Pour l’ANSS, association pionnière de lutte contre le VIH créée au Burundi en 1993, c’est effectivement une première, confirme Angéline Inamahoro, coordinatrice de projet Santé sexuelle et reproductive. 263 femmes ont été dépistées lors de la campagne qui s’est tenue du 7 au 10 mars. « 11 % des femmes dépistées présentaient des lésions précancéreuses. Une partie a bénéficié directement du traitement », par thermocoagulation mais pour celles qui sont au stade cancer, Angéline Inamahoro alerte sur l’absence actuelle de solutions : « le traitement du cancer est très cher et n’est pas disponible au pays », sollicitant l’appui de partenaires. Dans ce pays de 12 millions d’habitants situé dans la région des Grands Lacs, douze sites proposeront désormais des dépistages des cancers du col de l’utérus : des antennes de l’ANSS et des structures publiques.

Pour Olivia Sylla de Sidaction, « l’objectif est de dépister toutes les femmes de la file active de l’association », soit près de 4000 personnes. Angéline Inamahoro confirme : « nous avons sensibilisé à travers les réseaux des femmes vivant avec le VIH pour qu’elles viennent se faire dépister. Mais pour éviter la discrimination, nous n’annonçons pas à la radio que nous souhaitons spécifiquement dépister les femmes vivant avec le VIH. Toutes les femmes sont concernées, mais en passant par ces réseaux, on sait que l’on va atteindre celles vivant avec le VIH jusque dans les coins reculés, dans les collines. »

Le dépistage du cancer du col de l’utérus : une nouveauté

En République démocratique du Congo, la question des personnes ciblées par cette campagne se pose aussi. « Le projet est axé sur les femmes vivant avec le VIH, mais dans notre contexte avec un taux de stigmatisation très élevé, si on se limite aux femmes séropositives on risque de renforcer la stigmatisation, donc c’est destiné à toutes », explique Dr Léonie Saidi, médecin coordinatrice de l’association SOS Sida, qui accompagne 700 femmes vivant avec le VIH.

En République démocratique du Congo, le programme se déploie au niveau régional, dans le Sud-Kivu, une zone frontalière et de transit, proche du Rwanda et du Burundi, où se trouvent de nombreux sites miniers. Quatre sites proposeront des dépistages : deux de l’association SOS Sida et deux centres de santé publique, une fois que les outils de communication seront validés par le ministère de la santé, explique Dr Saidi.

Tout comme au Burundi, l’accès au dépistage du cancer du col de l’utérus est une nouveauté dans le Sud-Kivu et plus largement en République démocratique du Congo, immense pays d’une centaine de millions d’habitants.

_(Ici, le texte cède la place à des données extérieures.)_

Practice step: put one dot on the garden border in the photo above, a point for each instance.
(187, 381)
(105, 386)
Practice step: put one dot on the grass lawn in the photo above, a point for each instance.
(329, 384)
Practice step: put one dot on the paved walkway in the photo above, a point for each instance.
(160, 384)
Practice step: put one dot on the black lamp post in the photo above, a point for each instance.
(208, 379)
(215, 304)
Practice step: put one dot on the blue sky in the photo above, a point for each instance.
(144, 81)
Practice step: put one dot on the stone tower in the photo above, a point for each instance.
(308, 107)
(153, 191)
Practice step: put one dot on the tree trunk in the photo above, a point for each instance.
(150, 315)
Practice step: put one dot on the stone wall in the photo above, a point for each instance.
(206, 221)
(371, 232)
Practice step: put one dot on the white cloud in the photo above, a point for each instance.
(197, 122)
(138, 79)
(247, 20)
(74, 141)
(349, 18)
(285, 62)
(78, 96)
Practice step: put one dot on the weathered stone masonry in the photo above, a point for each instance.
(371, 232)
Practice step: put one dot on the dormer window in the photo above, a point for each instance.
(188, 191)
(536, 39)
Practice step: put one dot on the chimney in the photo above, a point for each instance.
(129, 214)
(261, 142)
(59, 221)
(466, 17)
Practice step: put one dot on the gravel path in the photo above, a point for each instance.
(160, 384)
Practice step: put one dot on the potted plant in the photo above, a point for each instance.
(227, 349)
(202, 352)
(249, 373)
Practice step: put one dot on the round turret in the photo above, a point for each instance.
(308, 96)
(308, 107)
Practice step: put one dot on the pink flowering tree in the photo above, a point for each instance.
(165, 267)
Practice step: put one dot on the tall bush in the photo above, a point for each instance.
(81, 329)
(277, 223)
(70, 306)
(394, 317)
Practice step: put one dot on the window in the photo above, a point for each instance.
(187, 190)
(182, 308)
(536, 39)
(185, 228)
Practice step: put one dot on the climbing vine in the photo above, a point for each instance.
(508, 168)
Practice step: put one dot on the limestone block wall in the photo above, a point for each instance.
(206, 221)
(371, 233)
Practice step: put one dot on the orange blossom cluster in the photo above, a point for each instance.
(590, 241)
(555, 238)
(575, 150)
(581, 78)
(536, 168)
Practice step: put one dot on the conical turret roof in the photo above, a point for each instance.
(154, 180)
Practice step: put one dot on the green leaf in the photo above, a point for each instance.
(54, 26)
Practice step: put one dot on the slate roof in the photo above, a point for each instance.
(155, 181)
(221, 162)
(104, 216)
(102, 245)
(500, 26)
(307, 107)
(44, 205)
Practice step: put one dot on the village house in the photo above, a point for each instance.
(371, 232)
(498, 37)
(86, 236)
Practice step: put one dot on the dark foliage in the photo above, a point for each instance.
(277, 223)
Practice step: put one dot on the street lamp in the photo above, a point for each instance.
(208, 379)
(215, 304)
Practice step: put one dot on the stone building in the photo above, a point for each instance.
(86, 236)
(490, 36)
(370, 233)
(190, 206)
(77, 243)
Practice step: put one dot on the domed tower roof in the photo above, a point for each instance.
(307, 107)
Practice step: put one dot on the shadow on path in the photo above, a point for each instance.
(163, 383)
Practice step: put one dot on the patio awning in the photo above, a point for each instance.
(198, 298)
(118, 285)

Il y a bien « des gynécologues qui ont fait de petits travaux isolés », commente Dr Saidi. « Mais il n’y a pas de données, d’études globalisantes. » De même, au niveau national, « jusqu’à maintenant, il n’y a pas de normes bien assises ». Le coût d’un tel dépistage est de 70 dollars, témoigne Léonie Saidi, une somme absolument inaccessible pour l’immense majorité de la population, qui vit avec moins de deux dollars par jour.

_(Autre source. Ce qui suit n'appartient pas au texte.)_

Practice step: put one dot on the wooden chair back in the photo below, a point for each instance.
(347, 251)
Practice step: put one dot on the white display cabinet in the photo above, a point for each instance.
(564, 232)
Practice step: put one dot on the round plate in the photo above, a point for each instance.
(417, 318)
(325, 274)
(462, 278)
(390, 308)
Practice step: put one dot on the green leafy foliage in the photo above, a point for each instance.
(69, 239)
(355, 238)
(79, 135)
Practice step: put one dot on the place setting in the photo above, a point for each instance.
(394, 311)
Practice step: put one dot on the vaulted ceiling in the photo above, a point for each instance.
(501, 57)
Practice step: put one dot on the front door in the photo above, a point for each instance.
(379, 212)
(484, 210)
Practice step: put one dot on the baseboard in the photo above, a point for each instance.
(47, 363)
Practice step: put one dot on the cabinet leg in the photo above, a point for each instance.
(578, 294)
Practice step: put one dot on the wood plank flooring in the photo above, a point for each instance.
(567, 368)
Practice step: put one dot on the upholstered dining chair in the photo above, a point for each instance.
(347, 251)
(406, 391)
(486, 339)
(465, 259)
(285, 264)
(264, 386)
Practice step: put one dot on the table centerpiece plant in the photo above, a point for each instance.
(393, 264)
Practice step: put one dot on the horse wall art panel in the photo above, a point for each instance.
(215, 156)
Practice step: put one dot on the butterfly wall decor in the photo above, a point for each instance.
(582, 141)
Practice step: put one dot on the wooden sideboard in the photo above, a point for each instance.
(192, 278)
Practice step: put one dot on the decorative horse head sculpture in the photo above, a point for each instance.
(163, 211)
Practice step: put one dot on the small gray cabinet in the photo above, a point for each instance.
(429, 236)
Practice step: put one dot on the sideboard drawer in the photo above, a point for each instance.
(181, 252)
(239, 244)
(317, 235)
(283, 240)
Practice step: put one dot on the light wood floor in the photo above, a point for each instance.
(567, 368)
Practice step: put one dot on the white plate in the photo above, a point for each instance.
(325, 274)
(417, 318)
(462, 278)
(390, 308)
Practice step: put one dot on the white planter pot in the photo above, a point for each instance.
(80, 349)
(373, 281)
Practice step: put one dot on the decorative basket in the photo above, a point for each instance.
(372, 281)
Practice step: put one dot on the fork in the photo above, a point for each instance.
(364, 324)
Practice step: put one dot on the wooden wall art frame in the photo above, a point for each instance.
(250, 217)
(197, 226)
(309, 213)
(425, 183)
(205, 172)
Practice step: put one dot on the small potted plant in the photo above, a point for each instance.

C’est donc un « projet pilote » que mènent Sidaction, SOS Sida et l’ANSS. Pour Angéline Inamahoro, c’est « une façon de démontrer qu’une organisation de la société civile peut prendre en charge le sujet, par un projet pilote ». Dr Angéline Saidi espère que « la capitale pourra capitaliser sur ce projet ». A terme, l’idée est bien que la démarche soit reprise par les Etats, abonde Anaïs Saint-Gal, chargée de plaidoyer et de programmes internationaux de Sidaction. « Il faut en faire un enjeu de santé publique ».

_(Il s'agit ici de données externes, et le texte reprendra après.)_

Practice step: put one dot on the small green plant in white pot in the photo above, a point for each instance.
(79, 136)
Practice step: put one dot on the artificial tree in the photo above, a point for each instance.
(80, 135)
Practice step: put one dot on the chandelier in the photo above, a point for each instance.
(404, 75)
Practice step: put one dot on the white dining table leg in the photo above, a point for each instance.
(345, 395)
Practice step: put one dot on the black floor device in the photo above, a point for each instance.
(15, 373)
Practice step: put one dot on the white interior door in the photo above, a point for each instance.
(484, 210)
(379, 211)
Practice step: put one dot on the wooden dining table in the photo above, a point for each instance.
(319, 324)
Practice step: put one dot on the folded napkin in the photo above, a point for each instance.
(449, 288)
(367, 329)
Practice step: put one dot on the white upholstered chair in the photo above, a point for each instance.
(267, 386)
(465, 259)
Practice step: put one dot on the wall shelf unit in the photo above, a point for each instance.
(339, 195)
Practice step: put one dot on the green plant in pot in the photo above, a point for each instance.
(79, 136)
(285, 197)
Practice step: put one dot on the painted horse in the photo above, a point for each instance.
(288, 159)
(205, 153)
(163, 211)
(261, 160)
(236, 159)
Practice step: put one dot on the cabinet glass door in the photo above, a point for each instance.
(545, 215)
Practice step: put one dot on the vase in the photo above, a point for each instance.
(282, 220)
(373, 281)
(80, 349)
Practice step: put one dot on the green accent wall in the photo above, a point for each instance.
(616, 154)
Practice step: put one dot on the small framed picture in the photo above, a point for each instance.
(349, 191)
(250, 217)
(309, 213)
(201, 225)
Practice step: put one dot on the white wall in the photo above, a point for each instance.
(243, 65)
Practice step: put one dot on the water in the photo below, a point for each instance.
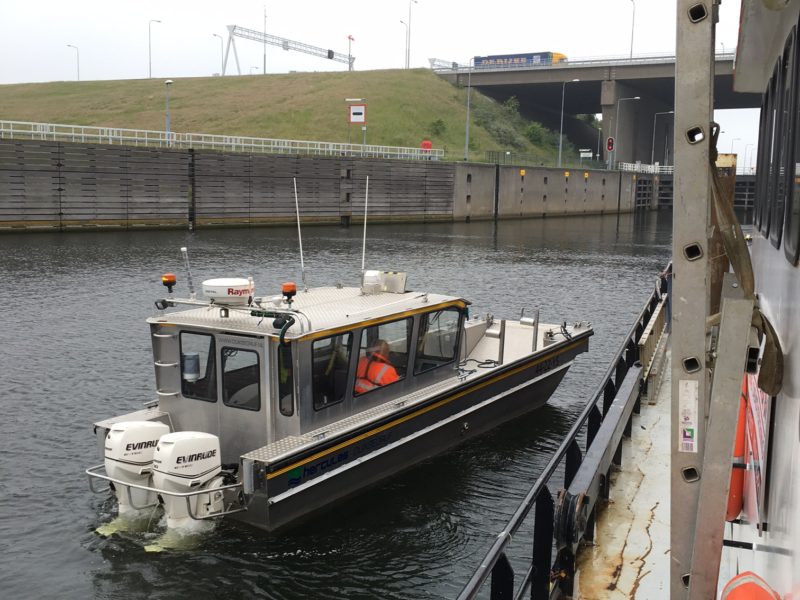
(75, 350)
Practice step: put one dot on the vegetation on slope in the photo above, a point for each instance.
(403, 108)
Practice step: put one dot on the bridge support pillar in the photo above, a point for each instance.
(633, 122)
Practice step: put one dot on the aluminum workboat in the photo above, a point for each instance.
(269, 408)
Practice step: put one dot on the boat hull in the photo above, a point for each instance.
(293, 488)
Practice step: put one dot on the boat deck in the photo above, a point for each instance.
(630, 556)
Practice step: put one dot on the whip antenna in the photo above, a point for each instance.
(364, 244)
(299, 235)
(185, 254)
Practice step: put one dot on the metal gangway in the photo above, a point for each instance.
(205, 141)
(262, 37)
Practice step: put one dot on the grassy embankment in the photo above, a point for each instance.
(404, 107)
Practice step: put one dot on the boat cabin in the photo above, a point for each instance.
(281, 367)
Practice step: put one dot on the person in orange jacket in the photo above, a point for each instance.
(375, 369)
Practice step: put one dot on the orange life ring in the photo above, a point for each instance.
(736, 493)
(748, 586)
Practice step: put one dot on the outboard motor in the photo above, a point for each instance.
(129, 449)
(188, 461)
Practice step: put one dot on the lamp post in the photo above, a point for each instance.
(408, 34)
(469, 91)
(221, 54)
(653, 146)
(77, 59)
(150, 47)
(633, 23)
(406, 56)
(561, 128)
(616, 132)
(745, 155)
(167, 83)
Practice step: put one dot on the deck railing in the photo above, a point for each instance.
(204, 141)
(606, 418)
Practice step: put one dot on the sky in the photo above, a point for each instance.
(112, 37)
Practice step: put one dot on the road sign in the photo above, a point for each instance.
(357, 113)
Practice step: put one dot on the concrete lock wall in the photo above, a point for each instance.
(539, 192)
(46, 185)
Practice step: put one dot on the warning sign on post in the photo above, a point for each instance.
(357, 114)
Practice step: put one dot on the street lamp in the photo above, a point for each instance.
(77, 59)
(653, 147)
(221, 59)
(745, 155)
(408, 34)
(406, 24)
(167, 83)
(561, 129)
(469, 91)
(633, 23)
(616, 131)
(150, 47)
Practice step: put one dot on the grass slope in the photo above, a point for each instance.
(402, 107)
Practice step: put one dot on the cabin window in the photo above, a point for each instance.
(330, 362)
(198, 371)
(383, 355)
(241, 380)
(438, 339)
(285, 380)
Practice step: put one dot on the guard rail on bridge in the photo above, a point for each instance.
(443, 66)
(203, 141)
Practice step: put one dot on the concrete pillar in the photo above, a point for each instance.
(635, 130)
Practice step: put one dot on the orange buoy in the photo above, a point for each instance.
(736, 493)
(748, 586)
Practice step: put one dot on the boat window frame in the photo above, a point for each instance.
(791, 219)
(361, 347)
(419, 336)
(211, 367)
(223, 358)
(317, 406)
(783, 132)
(280, 386)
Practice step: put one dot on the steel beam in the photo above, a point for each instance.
(723, 413)
(694, 97)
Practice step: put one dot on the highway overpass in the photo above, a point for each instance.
(603, 86)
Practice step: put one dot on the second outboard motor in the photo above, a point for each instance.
(129, 449)
(188, 461)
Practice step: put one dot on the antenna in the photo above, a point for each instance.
(185, 254)
(299, 235)
(364, 244)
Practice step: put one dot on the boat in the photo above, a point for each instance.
(270, 408)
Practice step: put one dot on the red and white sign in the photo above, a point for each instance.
(357, 113)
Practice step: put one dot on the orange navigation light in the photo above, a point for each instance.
(169, 280)
(289, 290)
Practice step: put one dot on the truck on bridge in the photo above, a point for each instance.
(530, 59)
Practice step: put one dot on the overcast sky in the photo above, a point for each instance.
(112, 36)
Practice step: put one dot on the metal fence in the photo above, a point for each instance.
(554, 525)
(204, 141)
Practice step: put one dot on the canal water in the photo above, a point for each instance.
(75, 349)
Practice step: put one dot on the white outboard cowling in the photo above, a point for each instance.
(129, 449)
(188, 461)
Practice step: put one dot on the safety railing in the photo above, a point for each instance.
(443, 66)
(645, 168)
(605, 419)
(205, 141)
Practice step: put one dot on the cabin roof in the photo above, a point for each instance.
(317, 311)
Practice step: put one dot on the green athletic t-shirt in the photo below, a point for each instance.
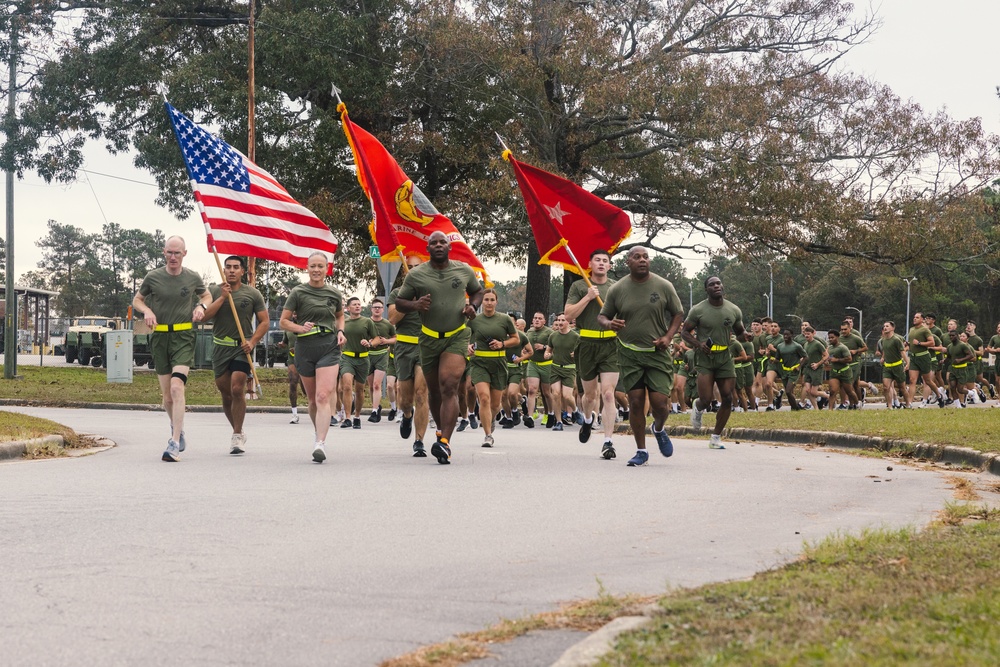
(563, 346)
(852, 343)
(715, 322)
(318, 305)
(172, 298)
(814, 351)
(410, 324)
(975, 342)
(789, 354)
(447, 287)
(959, 350)
(497, 326)
(248, 300)
(892, 349)
(539, 336)
(839, 351)
(356, 330)
(919, 334)
(647, 308)
(588, 318)
(384, 329)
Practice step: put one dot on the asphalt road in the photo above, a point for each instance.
(121, 559)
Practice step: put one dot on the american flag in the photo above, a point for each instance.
(246, 211)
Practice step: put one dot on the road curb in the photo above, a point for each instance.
(949, 454)
(18, 448)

S’ajoute à cela un plaidoyer pour l’accès au vaccin contre les infections à papillomavirus humain (HPV) au Burundi et en République démocratique du Congo. Le Burundi attend une livraison du GAVI ; l’organisation internationale ayant accepté de lui fournir des vaccins anti HPV, relate Anaïs Saint-Gal. En République démocratique du Congo, « tout est à faire » sur ce point.